A pilot payment-by-results scheme to prevent young people from slipping out of education and into unemployment is claiming success in GCSE results.
Social investors are funding charities to work with young people at high risk of becoming NEET – not in employment, education and training.
If they achieve targets, including GCSE results, investors will be repaid by the Department for Work and Pensions.
Among over 300 teenagers in a pilot scheme, 55% achieved five A*-C GCSEs, meaning that this project in east and north London achieved above the target of 30% of the at-risk young people reaching this benchmark.
The project is aiming to prevent 8 out of 10 vulnerable youngsters in the UK, of which around 9% of children are classified as NEET, from becoming NEET.
This experimental scheme is based on the amount of taxpayers’ money that can be saved if young people can be steered away from becoming Neets. But instead of the government funding the scheme directly, social investors provide the initial capital. In the London project, investors Big Society Capital and Impetus-PEF provided £900,000 for work carried out by a charity, Tomorrow’s People.

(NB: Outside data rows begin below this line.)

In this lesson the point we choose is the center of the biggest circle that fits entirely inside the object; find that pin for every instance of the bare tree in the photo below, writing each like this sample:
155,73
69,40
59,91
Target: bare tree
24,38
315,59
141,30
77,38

The project, unlike the effects of the Olympics, has not just been successful in London. Another scheme in Merseyside, with funding from the Triodos ethical investment bank, is also reporting GCSE results above the target. This charity worked with teenagers identified as being potential Neets, with the aim of supporting them in school, with their success measured in terms of exam results, behaviour and attendance.

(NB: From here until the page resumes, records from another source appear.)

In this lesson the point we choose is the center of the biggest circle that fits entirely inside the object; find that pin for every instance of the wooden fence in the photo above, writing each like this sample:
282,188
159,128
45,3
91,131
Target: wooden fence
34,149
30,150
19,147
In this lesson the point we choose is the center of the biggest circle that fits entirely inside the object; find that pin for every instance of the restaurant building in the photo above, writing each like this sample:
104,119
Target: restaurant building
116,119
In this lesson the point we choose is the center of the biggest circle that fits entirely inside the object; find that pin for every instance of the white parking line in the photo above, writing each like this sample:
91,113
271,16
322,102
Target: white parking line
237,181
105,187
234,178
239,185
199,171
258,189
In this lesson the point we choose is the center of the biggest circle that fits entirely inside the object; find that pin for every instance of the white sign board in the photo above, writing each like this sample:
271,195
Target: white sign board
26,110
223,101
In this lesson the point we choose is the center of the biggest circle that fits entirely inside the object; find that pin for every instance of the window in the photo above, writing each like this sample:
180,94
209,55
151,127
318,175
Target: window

The funding cycle will mean that the Department for Work and Pensions (DWP) will pay back the social investors, plus a small extra payment. The amount paid by the DWP will be no more than £8,200 over five years, compared with an estimated £97,000 cost to the taxpayer for each additional youngster who becomes Neet. This model is designed to support such charity projects while minimising financial risk to the taxpayer.
Big Society Capital, a social investment bank, was set up last year, with assets including £400m from dormant accounts abandoned in banks for more than 15 years. It aims to put finance in reach of social sector projects.

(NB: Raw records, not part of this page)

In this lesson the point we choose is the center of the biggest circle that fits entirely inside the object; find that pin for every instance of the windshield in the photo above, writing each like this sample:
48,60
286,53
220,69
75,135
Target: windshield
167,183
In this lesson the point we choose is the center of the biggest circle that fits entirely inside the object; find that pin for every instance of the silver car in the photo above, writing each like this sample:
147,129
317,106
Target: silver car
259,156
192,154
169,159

Chief executive Nick O’Donohoe said: “This year’s GCSE results are an encouraging indicator of how effective this programme is at supporting some of our most vulnerable young people into education and training. The model allows charities to deliver innovative preventative programmes that can deliver significant social benefits and cost savings, with social investors such as us taking the financial risk and government only paying if it works.”
Well all this looks encouraging for the London and Merseyside pilot schemes, but these are two highly populated areas in the UK where local schools are a plenty, but no pilot scheme of this nature has been reported in areas that are less affluent and smaller populated. It would still be a risk to roll this program out nationally until the odds stack up. While the money side may stack up (savings of almost £90k), it may not actually work in all areas, which could mean that other schemes or methods may need to be looked at and piloted to find other ways of saving.